Patrizia legte auf. Es dauerte tatsächlich nur ein paar Minuten, bis sie das Martinshorn hörte. Sie wusste nicht ob es vom Rettungswagen stammte oder von der Polizei, aber gleich darauf hörte sie wie mehrere Beamte das Haus stürmten. Einer von ihnen richtete sofort seine Waffe auf sie und Patrizia ließ ihre eigene Waffe zu Boden fallen und kickte sie mit dem Schuh in die Richtung der Beamten, bevor sie ihre Hände hob.

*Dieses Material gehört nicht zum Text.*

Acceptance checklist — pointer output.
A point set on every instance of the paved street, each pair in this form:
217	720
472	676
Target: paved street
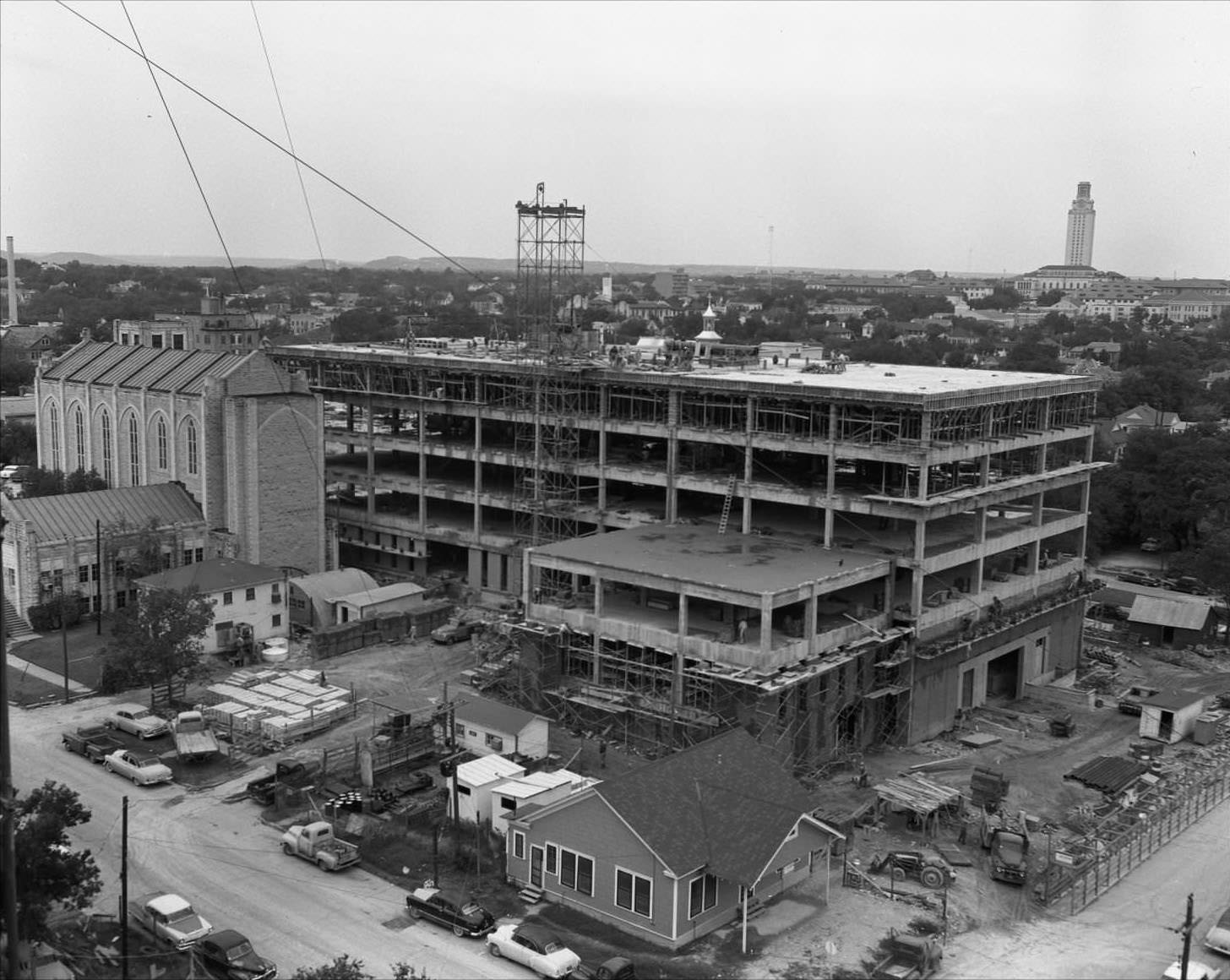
1125	934
220	858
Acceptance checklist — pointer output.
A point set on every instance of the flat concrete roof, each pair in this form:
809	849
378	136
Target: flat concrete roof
857	377
696	553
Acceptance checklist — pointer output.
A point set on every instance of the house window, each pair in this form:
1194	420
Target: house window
576	872
79	426
108	449
189	435
161	443
134	453
701	896
634	891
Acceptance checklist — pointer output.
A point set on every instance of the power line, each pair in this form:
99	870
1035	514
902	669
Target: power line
277	145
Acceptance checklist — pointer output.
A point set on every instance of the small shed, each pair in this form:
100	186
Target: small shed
367	604
1173	623
491	728
922	799
1170	716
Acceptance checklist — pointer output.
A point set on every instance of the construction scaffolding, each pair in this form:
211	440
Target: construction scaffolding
550	262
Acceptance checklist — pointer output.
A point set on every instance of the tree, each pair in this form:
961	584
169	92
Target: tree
48	871
159	639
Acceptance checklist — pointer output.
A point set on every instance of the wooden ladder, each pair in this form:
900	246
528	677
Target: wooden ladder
726	504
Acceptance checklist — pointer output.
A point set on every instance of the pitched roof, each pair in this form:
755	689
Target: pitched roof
725	803
493	715
213	575
339	582
73	515
1178	612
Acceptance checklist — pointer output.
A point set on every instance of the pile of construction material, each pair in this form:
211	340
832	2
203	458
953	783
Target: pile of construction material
277	706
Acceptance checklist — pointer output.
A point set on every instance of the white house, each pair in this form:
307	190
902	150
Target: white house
490	728
536	787
474	782
242	596
1170	716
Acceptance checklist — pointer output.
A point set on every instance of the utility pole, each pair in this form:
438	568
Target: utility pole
123	893
8	807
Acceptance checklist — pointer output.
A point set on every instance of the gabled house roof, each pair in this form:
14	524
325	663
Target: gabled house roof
725	804
493	715
216	574
73	515
1178	612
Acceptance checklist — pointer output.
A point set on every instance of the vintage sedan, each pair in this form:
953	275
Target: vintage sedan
463	915
536	947
137	721
140	767
226	955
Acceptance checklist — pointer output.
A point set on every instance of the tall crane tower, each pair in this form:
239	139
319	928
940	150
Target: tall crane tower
550	266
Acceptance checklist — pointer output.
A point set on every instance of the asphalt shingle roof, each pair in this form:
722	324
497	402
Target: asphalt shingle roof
723	803
73	515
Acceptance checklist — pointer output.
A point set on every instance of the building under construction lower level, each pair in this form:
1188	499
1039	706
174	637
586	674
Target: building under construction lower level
831	558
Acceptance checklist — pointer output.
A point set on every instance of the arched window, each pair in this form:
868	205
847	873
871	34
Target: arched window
79	426
161	443
108	450
189	433
134	451
54	418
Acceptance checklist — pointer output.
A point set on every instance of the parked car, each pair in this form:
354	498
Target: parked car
94	742
137	721
229	956
454	631
1195	971
143	769
463	915
536	947
1139	578
1218	937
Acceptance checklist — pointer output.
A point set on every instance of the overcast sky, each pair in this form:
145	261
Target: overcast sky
871	135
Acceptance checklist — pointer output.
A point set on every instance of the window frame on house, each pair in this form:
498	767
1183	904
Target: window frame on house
706	899
574	880
634	891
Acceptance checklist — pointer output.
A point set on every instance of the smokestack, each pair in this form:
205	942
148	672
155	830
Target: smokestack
13	282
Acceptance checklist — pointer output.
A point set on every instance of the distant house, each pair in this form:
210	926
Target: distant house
246	599
367	602
668	852
312	596
491	728
1173	623
1170	716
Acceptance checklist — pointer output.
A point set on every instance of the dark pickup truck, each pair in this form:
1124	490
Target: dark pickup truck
288	772
94	742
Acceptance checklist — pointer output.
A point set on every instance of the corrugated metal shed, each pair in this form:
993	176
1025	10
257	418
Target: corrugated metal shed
73	515
1108	774
1178	612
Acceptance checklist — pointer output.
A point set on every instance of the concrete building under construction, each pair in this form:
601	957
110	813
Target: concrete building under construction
833	555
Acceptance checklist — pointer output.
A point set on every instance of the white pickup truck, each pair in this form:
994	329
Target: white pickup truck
170	918
316	842
193	739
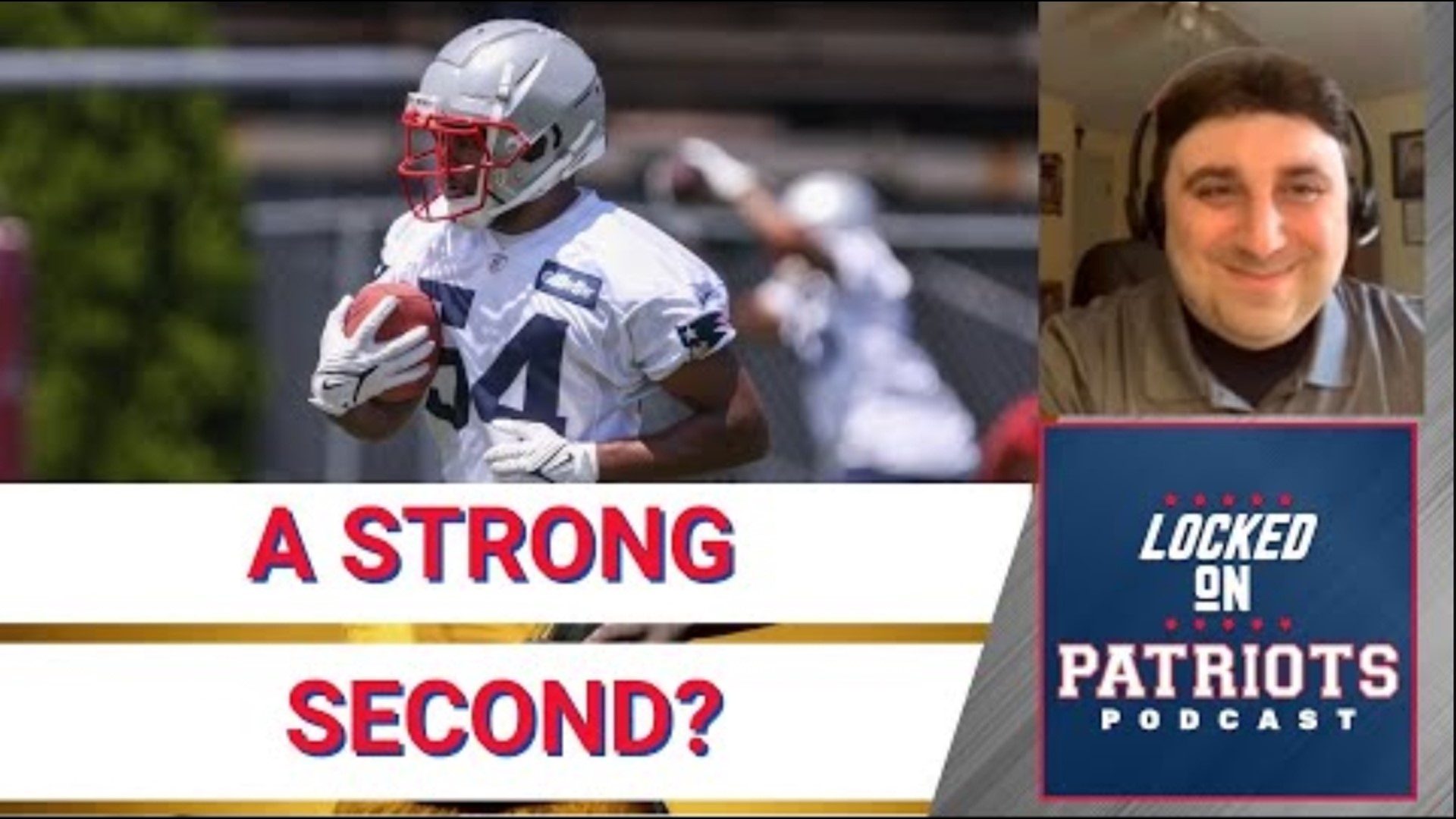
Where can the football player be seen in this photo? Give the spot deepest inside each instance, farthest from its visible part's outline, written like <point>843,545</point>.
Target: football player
<point>837,299</point>
<point>561,311</point>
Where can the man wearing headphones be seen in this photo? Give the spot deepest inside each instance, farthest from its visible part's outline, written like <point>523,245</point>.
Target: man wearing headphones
<point>1256,203</point>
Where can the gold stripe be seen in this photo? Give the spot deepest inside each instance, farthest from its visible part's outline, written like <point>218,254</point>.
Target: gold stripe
<point>459,632</point>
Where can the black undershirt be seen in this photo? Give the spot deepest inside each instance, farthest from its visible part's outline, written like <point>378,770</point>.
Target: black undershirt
<point>1251,373</point>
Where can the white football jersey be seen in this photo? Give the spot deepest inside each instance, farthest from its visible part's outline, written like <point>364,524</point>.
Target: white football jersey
<point>570,325</point>
<point>874,398</point>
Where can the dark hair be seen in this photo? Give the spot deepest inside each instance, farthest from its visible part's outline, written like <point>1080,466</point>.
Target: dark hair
<point>1267,82</point>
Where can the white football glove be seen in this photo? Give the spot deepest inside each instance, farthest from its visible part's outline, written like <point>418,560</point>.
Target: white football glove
<point>533,452</point>
<point>356,369</point>
<point>727,177</point>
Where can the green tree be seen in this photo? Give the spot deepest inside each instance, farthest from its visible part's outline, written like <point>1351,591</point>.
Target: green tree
<point>145,368</point>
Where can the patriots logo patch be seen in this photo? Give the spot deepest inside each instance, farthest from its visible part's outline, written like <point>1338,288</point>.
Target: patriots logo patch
<point>704,334</point>
<point>570,284</point>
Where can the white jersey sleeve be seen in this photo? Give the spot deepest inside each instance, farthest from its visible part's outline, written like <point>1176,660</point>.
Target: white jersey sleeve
<point>672,305</point>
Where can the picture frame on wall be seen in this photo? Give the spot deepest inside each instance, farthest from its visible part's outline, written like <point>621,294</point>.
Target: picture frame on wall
<point>1053,297</point>
<point>1053,186</point>
<point>1408,165</point>
<point>1413,222</point>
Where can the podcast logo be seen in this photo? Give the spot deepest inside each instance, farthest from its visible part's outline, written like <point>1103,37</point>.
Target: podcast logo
<point>1226,611</point>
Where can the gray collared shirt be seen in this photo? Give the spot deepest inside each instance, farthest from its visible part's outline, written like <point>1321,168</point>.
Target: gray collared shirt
<point>1128,354</point>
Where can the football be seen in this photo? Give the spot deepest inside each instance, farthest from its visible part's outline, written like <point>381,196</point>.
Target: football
<point>414,309</point>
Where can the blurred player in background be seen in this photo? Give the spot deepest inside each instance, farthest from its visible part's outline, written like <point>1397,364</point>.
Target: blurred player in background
<point>837,297</point>
<point>561,311</point>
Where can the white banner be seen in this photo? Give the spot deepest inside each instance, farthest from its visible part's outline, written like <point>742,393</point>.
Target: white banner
<point>705,553</point>
<point>478,722</point>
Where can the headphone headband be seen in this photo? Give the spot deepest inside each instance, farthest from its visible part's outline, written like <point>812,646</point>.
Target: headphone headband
<point>1144,207</point>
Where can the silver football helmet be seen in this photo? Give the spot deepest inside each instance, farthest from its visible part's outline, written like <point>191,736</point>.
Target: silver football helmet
<point>833,200</point>
<point>506,111</point>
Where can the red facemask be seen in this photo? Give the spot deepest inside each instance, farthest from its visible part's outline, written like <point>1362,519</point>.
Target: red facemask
<point>452,158</point>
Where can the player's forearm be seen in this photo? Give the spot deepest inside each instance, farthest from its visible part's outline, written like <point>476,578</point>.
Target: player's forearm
<point>376,420</point>
<point>707,630</point>
<point>699,444</point>
<point>780,232</point>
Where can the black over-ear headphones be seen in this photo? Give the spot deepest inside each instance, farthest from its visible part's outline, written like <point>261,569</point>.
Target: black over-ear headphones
<point>1145,205</point>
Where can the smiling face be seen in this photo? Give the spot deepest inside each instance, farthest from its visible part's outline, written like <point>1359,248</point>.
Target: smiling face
<point>1257,223</point>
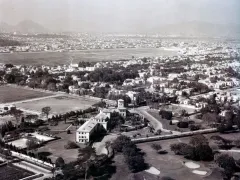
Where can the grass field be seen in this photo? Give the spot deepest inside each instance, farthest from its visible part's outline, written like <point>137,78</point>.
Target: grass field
<point>11,94</point>
<point>59,58</point>
<point>172,165</point>
<point>59,104</point>
<point>11,172</point>
<point>56,148</point>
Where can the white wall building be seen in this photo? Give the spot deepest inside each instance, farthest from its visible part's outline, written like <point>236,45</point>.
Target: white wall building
<point>84,132</point>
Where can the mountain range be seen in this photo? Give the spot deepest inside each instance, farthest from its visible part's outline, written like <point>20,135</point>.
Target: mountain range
<point>26,26</point>
<point>193,29</point>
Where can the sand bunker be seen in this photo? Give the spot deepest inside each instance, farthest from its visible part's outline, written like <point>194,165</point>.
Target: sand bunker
<point>153,170</point>
<point>199,172</point>
<point>192,165</point>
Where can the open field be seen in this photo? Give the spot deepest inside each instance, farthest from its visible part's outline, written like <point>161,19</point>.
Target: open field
<point>22,142</point>
<point>56,148</point>
<point>59,104</point>
<point>11,172</point>
<point>10,94</point>
<point>59,58</point>
<point>173,165</point>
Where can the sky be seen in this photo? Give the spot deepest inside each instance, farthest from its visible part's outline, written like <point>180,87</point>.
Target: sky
<point>117,15</point>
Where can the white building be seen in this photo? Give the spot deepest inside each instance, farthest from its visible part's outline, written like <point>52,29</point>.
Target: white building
<point>84,133</point>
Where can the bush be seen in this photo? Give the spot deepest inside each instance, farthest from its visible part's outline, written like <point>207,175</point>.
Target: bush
<point>156,147</point>
<point>194,127</point>
<point>158,132</point>
<point>71,145</point>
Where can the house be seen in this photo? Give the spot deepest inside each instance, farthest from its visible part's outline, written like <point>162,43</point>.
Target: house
<point>133,95</point>
<point>83,134</point>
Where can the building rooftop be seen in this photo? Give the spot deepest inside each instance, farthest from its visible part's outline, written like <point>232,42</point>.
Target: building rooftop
<point>88,126</point>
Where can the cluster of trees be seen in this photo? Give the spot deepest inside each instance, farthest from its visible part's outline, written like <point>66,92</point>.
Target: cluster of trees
<point>87,166</point>
<point>10,147</point>
<point>72,114</point>
<point>197,149</point>
<point>227,164</point>
<point>133,157</point>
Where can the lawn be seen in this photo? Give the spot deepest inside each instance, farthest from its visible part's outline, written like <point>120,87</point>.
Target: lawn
<point>164,122</point>
<point>172,165</point>
<point>56,148</point>
<point>11,172</point>
<point>22,142</point>
<point>10,94</point>
<point>59,105</point>
<point>60,58</point>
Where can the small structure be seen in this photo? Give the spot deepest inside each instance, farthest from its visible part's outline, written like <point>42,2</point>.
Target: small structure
<point>84,133</point>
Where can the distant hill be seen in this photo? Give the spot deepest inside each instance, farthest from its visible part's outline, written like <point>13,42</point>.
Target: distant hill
<point>185,29</point>
<point>200,29</point>
<point>26,26</point>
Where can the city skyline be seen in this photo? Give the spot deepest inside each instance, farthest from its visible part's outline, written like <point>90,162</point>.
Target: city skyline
<point>121,16</point>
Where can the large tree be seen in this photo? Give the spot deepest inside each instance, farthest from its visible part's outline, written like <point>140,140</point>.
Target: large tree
<point>59,162</point>
<point>46,110</point>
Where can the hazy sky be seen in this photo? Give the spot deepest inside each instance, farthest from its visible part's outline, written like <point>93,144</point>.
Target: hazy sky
<point>117,15</point>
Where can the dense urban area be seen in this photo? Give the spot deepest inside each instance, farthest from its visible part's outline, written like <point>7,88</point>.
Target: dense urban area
<point>137,116</point>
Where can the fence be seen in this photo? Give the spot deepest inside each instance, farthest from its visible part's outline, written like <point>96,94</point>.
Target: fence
<point>171,136</point>
<point>33,160</point>
<point>32,177</point>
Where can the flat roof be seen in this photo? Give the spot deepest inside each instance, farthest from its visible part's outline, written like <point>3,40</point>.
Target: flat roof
<point>88,126</point>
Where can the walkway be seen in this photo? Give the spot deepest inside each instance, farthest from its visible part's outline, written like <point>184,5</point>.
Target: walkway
<point>35,169</point>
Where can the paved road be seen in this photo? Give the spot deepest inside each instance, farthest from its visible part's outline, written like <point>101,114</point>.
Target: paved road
<point>35,169</point>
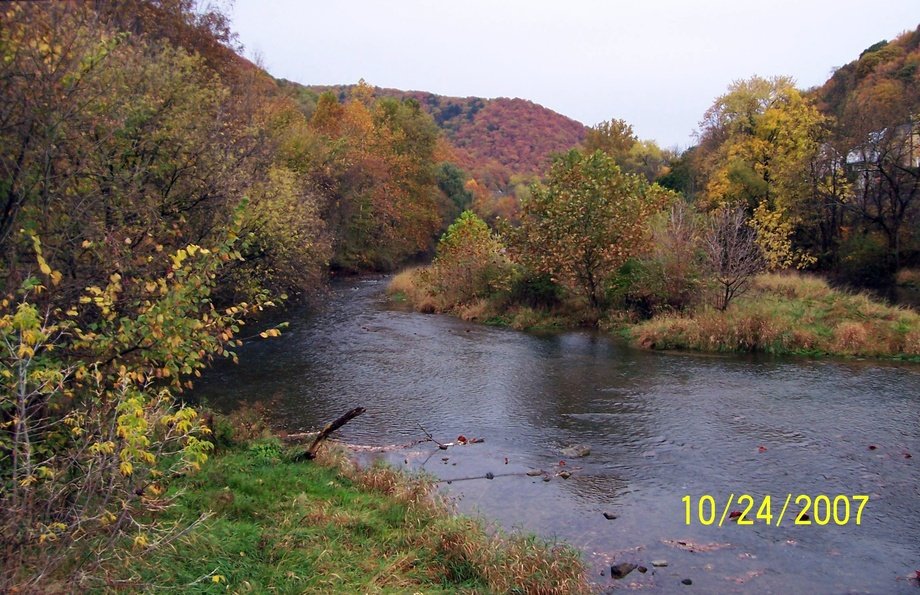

»Ich bin nicht die Täterin«, sagte sie. »Diese Frau da ...«
Der Beamte eilte auf die Frau zu, die offensichtlich schwer verletzt auf dem Boden lag.
Patrizia seufzte erleichtert auf und lehnte sich an den Kleiderschrank. »Gott sei Dank …« murmelte sie.
Der Beamte sah nach Daniel, der noch immer bewusstlos war.
»Sie hat ihn hier tagelang festgehalten«, sagte Patrizia. »Das hier ist sein Haus. Im Zimmer nebenan liegt seine Frau.«
»Und wer sind Sie?« fragte der Beamte.
»Ich heiße Patrizia Schweiger und bin mit der Ehefrau befreundet. Diese Leute hier wurden monatelang bedroht, und meine Freundin kam daraufhin zu mir, ich lebe in Frankfurt. Aber jetzt hat sie tagelang ihren Mann nicht erreicht und sich Sorgen gemacht, also sind wir hergefahren.«
»Warum haben Sie nicht die Polizei verständigt?« fragte der Beamte.
»Weil wir nicht ahnen konnten, dass das hier so dramatisch ist. Wir wussten nicht, dass hier jemand Fremdes im Haus sein würde. Meine Freundin wollte nur nach ihrem Mann sehen, weil sie ihn tagelang nicht erreichen konnte.«
»Ist der Rettungsdienst schon da?« brüllte der Beamte seinem Kollegen zu, der inzwischen nach nebenan gelaufen war um nach Clarissa zu sehen.
»Die kommen gerade!« Der Beamte versuchte, Daniel aus den Handschellen zu befreien.
»Scheiße«, fluchte er. »Ich schätze, den Schlüssel hat sie«, sagte Patrizia und zeigte auf die Frau am Boden.
»Im Bad auf der Ablage«, stöhnte die Frau.
Der Beamte eilte ins Bad und holte den Schlüssel für die Handschellen. Er befreite den ohnmächtigen Daniel von seinen grausamen Fesseln und im gleichen Moment stürmte der Notarzt mit ein paar Sanitätern herein.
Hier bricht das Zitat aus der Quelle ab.